I always enjoy a visit to the Park Theatre in Finsbury Park. It has a lovely atmosphere and presents a great range of productions which always have interesting staging. There are two theatres – the main Park200 downstairs and Park90 (a tiny space upstairs that is often used for new or experimental writing). As one would expect this leads to productions ranging from the weird to the wonderful.
This play sits firmly in the former category.
Based on the true story of “Dr” Linda Hazzard, the play is set in 1910. “Dr” Hazzard believed that all diseases could be cured by fasting and opened a clinic near Washington to treat patients using her bizarre methods. While some people undertook her “cures” and became proponents of her treatment, it is believed that she was responsible for the deaths of 40 patients who starved while in her care.
The play focuses on two young British sisters, Claire and Dorothea Williamson who while traveling the world decided to check in to Linda Hazzard’s sanatorium. The play also introduces an investigative journalist, Horace, who is determined to get to the bottom of what is going on in the clinic, which locals have dubbed starvation heights.
Caroline Lawrie is extremely creepy in the role of Linda Hazzard; she plays her straight out of a Hammer House of Horrors film!! The character comes across as barking mad and it is very hard to believe that anyone would have trusted their health to her.

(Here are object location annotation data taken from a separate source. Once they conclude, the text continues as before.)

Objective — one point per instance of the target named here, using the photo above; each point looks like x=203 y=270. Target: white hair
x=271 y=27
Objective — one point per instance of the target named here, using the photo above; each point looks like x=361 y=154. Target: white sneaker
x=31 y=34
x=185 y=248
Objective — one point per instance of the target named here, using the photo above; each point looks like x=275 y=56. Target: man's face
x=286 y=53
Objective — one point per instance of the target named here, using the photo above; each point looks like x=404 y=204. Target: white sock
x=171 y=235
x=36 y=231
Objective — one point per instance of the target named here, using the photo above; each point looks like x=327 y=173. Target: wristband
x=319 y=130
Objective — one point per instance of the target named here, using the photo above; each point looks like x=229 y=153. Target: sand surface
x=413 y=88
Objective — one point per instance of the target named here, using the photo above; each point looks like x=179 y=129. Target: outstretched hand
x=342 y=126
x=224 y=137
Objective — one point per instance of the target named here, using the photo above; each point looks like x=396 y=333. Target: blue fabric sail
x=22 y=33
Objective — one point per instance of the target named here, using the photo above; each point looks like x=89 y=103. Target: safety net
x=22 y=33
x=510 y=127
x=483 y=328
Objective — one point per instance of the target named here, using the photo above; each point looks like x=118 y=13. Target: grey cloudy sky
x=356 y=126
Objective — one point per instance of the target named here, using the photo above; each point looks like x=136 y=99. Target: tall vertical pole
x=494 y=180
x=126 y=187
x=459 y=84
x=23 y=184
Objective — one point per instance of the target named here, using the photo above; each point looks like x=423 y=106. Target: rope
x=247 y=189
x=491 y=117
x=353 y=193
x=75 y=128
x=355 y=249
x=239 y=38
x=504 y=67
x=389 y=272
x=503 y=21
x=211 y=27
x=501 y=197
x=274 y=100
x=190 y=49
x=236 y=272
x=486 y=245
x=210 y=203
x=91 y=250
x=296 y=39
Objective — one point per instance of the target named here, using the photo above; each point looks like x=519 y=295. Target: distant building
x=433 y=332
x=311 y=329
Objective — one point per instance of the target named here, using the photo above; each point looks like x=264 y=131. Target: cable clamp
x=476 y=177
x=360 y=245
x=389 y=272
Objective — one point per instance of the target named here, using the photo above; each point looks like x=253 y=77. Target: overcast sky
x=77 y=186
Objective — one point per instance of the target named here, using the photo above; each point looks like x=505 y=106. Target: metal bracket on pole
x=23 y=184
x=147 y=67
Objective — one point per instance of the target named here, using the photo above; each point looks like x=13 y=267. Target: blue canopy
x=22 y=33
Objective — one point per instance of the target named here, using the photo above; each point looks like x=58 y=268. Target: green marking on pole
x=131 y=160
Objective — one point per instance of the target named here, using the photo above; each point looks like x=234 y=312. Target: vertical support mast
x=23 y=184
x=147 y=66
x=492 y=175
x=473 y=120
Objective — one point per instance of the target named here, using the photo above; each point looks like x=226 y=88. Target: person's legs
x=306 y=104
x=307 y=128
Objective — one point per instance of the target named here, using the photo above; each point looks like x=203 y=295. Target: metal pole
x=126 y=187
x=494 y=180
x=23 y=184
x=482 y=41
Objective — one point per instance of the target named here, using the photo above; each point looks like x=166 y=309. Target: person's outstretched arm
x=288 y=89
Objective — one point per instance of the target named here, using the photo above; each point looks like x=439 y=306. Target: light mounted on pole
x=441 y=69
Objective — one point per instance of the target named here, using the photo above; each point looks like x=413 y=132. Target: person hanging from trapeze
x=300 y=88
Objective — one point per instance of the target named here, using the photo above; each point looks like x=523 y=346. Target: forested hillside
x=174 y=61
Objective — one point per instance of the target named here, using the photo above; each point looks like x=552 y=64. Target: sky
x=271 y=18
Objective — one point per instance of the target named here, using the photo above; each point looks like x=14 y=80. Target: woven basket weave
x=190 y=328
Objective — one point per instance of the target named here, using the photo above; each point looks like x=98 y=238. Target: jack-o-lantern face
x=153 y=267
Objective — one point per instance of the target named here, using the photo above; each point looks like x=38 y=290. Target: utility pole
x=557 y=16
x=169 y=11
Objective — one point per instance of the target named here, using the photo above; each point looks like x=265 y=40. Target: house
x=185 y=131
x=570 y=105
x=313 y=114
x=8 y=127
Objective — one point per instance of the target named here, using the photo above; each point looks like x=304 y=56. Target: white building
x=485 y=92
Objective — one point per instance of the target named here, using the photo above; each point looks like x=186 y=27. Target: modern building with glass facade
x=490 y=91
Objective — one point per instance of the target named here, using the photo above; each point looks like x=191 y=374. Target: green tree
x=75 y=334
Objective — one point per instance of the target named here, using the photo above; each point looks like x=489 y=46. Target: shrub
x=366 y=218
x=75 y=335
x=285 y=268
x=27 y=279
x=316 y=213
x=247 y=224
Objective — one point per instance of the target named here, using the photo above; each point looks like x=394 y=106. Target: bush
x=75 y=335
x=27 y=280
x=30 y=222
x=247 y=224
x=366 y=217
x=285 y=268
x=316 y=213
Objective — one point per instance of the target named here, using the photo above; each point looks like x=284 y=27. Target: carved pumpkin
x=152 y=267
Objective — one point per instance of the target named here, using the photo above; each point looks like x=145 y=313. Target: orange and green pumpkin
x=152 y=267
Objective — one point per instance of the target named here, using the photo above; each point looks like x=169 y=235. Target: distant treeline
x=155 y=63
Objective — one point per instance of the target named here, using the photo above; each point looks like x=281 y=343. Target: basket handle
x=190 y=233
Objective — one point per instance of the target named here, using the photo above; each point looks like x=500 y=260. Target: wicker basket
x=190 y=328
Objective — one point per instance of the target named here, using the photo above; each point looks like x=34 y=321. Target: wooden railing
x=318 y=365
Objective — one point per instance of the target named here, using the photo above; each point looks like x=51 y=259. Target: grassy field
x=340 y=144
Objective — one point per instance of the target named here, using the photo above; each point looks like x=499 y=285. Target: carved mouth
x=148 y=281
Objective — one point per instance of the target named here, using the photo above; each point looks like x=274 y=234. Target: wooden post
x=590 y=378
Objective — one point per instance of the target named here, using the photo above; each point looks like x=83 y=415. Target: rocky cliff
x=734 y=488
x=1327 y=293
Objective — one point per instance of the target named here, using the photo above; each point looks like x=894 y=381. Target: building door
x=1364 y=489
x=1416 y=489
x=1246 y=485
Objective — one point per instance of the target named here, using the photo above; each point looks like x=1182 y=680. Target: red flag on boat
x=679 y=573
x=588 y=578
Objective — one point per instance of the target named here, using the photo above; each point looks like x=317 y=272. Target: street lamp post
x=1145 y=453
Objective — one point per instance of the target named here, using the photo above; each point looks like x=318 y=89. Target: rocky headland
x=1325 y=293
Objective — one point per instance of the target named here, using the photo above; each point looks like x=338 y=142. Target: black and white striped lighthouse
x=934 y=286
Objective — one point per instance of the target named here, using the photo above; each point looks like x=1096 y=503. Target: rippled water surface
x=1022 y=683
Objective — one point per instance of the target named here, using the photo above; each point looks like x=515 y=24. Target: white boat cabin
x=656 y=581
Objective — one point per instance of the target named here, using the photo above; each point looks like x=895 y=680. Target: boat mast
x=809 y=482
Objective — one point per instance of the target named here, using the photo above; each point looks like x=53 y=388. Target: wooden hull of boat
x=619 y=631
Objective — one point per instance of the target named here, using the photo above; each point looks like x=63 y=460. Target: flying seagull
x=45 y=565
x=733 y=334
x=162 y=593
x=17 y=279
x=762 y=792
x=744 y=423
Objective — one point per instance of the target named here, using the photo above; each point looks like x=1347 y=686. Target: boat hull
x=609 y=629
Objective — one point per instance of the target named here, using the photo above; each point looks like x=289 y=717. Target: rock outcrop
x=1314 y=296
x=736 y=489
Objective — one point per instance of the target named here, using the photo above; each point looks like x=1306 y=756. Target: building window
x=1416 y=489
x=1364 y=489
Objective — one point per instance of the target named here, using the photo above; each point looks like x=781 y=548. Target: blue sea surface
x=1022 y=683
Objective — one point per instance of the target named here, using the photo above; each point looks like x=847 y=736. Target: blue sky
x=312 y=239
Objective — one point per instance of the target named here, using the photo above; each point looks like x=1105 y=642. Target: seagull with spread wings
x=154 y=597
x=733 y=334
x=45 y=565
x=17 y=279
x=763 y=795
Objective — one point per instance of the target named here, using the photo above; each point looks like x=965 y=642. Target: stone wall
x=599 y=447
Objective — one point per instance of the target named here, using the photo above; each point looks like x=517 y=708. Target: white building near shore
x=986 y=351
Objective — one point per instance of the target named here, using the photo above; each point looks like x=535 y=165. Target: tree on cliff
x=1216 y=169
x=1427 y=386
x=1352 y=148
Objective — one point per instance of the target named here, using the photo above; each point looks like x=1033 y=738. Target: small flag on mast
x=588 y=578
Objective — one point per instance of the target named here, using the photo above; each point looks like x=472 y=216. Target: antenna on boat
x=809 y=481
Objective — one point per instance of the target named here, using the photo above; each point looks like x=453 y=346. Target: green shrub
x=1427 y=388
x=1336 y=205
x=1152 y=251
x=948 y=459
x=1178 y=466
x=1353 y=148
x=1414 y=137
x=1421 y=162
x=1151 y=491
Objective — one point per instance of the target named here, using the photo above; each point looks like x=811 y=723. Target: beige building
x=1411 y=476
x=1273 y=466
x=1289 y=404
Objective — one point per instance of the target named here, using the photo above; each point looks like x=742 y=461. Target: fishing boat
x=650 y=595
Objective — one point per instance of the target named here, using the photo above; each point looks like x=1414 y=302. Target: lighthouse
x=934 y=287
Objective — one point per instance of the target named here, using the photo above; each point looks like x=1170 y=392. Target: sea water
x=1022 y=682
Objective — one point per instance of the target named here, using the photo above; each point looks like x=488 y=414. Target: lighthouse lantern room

Jordan Stevens and Natasha Cowley play Claire and Dora Williamson and both are good in what are quite lightly written roles. Daniel Norford does the best he can with the role of the journalist, but this too is a thinly written character.
The play zips along at a short 70 minutes but doesn’t really engage in the way that it could have. It is a little bit “play by numbers” – this happened, then this happened, then this happened. We see very little of the motivation of any of the characters. There is no real background provided to any of them. The play simply details a time and place where these characters came across each other. There is no attempt to explain why Hazzard did what she did, nor any suggestions as to why the sisters stayed and continued on the treatment.
It is an interesting and horrendous story that could perhaps be developed into a longer production with more depth.
Plaudits to the stage designer and set creators who once again use the tiny space to great effect.